臨時記者会見を行う飯泉嘉門徳島県知事=18日、県庁

 徳島県が18日発表した新型コロナウイルス感染者37人は10~80代となっている。このうち30代の男性会社員と、これまでに感染が分かっていた20~40代の男女4人は8月上旬に県内で開かれた飲食を伴う屋内イベントに参加しており、県は県内35例目のクラスター(感染者集団)が発生したと認定した。

 クラスターが発生したイベント会場は間仕切りの設置といった感染対策を講じていたものの、県外客を含む60人が同一会場で飲食し、給仕などを担うスタッフ20人が出入りしていた。感染した5人はいずれも来場客だった。県は参加者が特定されているとして、イベント会場などを公表していない。

 県庁万代庁舎では50代の男性県職員が感染。13、15日に出勤しており、県が執務室を消毒したほか接触者らのPCR検査を進めている。県消防学校(北島町)に入校中の10代男性消防士と、徳島市職員の10代女性の感染も分かった。2人は感染可能期間内に出勤していなかった。

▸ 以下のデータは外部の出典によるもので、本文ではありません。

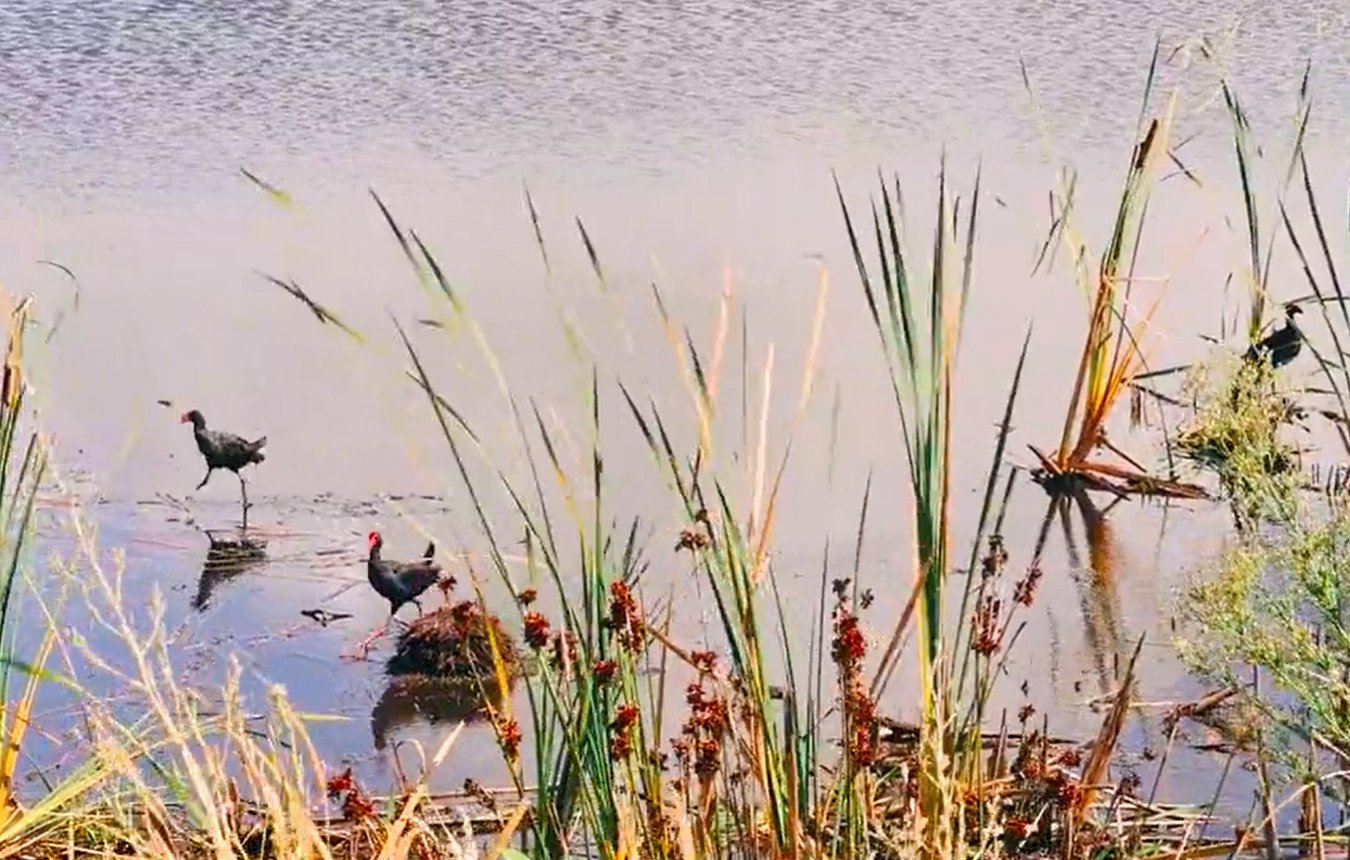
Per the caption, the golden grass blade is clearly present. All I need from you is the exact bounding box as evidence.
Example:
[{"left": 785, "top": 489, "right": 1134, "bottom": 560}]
[{"left": 239, "top": 167, "right": 296, "bottom": 208}]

 このほか、生光学園中・高(徳島市)クラスターでは生徒の知人で、別の中学校に通う男子生徒が感染。クラスターの規模は8人となった。飲食店関連クラスターでは、20代と30代の男性客2人と感染者の職場の同僚に当たる60代男性に感染が広がった。

 感染者の居住地の内訳は▽徳島市12人▽阿南市、阿波市、北島町、藍住町各3人▽小松島市、吉野川市、三好市、石井町、松茂町各2人▽美馬市、板野町、東みよし町各1人。症状は1人が中等症、軽症29人、無症状7人だった。

 県は、週2回実施している京阪神からの人流調査で、お盆期間中の13日に徳島市中心部を訪れた人の数が、6月2日の調査開始以来最多となったことも明らかにした。富田町・秋田町周辺への人出は、流行の「第4波」拡大前(3月22日~4月4日)の1日平均123人に対し、8月13日は3・5倍の427人。拡大前に1日平均191人だった徳島駅前は2・3倍の436人だった。

 調査は、携帯大手1社から得た位置情報を利用。毎週水、金曜の午後6時~翌日午前5時に1時間以上滞在した人の数を調べている。